Read Conspirators of Gor Online

Authors: John Norman

Conspirators of Gor (93 page)

“Thank you, Allison,” said the Lady Bina, glancing briefly toward the door to her sleeping chamber.

“I did not think him such a scoundrel,” said Astrinax.

“Nor I,” said Lykos.

I shrugged, and looked down.

“Let us address ourselves to our feast,” said Astrinax.

Jane and Eve made to rise to their feet, to serve.

“Hold,” said the Lady Bina, smiling. “Allison has recently brought a package from the shop of Amyntas. Let us see what it contains.”

Lord Grendel produced the small sack from a pouch at his harnessing, and the Lady Bina undid the knot. “It is the signature knot of Amyntas,” she said. “Yes,” she said, “it is a deck of cards, all doubtless in proper order.” She placed the sack on the table, beside her plate. Lord Grendel then, also from his pouch, handed her a folded sheet of paper, which the Lady Bina opened. “Allison will help us,” she said. “She is illiterate, of course, but she recognizes cards by the designs, and she is quite adept at arranging them.”

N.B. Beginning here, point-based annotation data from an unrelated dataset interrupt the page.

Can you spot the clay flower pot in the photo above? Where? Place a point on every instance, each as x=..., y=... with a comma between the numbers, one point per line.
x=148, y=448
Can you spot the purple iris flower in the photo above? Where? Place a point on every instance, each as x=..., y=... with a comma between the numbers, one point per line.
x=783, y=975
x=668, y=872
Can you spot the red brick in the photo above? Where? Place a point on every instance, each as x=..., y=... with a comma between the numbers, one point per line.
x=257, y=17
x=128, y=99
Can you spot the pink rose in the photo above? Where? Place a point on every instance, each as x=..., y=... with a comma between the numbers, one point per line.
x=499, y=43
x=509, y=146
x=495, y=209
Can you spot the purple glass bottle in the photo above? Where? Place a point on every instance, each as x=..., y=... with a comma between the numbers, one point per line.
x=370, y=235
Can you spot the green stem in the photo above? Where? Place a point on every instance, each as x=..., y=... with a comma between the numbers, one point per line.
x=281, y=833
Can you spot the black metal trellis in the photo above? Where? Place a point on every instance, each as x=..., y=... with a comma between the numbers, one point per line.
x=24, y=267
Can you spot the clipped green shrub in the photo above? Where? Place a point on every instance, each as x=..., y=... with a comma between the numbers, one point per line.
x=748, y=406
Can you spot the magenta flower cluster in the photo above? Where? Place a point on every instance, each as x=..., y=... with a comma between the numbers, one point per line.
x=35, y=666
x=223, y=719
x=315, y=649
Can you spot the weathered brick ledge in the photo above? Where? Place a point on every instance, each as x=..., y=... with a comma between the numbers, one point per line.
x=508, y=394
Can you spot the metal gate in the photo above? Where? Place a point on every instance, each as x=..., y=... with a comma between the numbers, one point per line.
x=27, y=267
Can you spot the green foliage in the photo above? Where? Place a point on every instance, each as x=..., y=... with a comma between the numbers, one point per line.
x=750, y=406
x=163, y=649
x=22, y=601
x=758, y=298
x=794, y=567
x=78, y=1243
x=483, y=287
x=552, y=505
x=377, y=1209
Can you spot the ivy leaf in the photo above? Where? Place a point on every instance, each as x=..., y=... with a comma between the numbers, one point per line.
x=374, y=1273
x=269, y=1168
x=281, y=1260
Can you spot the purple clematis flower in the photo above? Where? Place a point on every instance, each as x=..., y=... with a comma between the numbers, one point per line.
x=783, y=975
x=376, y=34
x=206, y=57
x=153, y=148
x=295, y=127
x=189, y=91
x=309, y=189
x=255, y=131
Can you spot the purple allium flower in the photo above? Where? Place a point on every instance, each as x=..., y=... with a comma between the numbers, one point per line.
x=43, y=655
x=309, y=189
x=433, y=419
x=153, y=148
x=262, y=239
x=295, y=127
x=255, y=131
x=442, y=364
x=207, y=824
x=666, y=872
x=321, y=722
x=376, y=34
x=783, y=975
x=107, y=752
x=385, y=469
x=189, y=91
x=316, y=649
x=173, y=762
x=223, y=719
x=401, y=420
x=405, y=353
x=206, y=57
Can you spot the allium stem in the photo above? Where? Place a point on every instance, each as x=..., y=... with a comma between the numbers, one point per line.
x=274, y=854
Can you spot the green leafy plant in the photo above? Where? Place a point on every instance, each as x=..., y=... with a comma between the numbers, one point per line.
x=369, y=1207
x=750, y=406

“Should we not eat?” I said.

“Let us first see what we have here,” said the Lady Bina.

She then began to read the list of cards from the card sheet, and, as the deck was in order, the cards easily located, I quickly put the cards in the order called for by the card sheet.

“Good,” said the Lady Bina. “Here is the message.”

Astrinax and Lykos were smiling, which did not make me easy.

Moreover, I remembered the differences attendant on my last visit to the shop of Amyntas, at which visit I had received the sack just opened.

This recollection did little to assuage my lack of ease.

“Oh, look!” said the Lady Bina, brightly. “There is something additional in the sack.” She drew forth from the sack two coins. They were clearly not copper, but silver.

“Two,” said Astrinax.

Lykos looked at me. “That seems about right,” he said.

“Here is the message, Allison,” said the Lady Bina, holding one side of the deck toward me. “It is simple, it is short, it is in clear Gorean. Would you like to try to read it?”

“I cannot read, Mistress,” I said.

“It has to do with you,” she said.

“I cannot read, Mistress,” I said.

“Astrinax?” said the Lady Bina, handing the deck to him.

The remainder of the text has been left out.